I wouldn't dread the split though: I guess it will soon be standard for a birder to carry a recording device around in the field to record and analyse flight calls. The generation of birders we are currently raising (any news from Corey, Daisy and Shearwater?) will surely take a recording devise as much for granted as we do a pair of binoculars and I also suppose these things will get cheaper and more efficient in the very near future.

Laurent said...

Jochen just created a species "Slice", a lot more extremme than a species "split"

On my side, I am hopping for lumps, rather than splits. That's the only way I could get closer from the competition without seeing some new birds....Let's lump all the gulls into a single species, so we don't have to worry about these guys anymore!

John B. said...

I was going to suggest using a carving knife to split the birds, but cropping works, too.

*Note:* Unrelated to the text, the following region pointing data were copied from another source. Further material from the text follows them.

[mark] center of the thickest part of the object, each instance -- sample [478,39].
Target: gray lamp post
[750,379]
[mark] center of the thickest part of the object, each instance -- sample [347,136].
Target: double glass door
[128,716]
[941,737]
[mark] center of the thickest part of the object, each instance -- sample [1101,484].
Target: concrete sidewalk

It would really help me if the Thayer's Gull got merged with the American Herring Gull. That way I wouldn't have to worry about finding one anymore.

Laurent said...

With which other species would you merge the ivory gull, then?

Jochen said...

@Laurent: if you want to get ahead in a competitive way, the problem is that any lump will likely also get your competitors ahead, so it won't help you much.
Regarding taxonomic changes, I suggest the following cascade:
Split - Slice - Shred

@John and Laurent): careful about lumping gulls. In the end, the Ivory Gull will be merged with the white form of the domestic Pigeon, and we certainly don't want that to happen, or do we??

Anonymous said...

Maybe if you take the crossbill's bill, the legs of whichever Herring Gull lost them and combine them...all we need is a body. I'm sure there is one somewhere in the East River. Now we can have a new species. I'm now sure if that qualifies for sympatric species-maybe sympathetic speciation would be a better term.

Anonymous said...

In other words, what was regarded as a single species with distinct subspecies or subpopulations in the past is now often re-evaluated as comprising two factual species.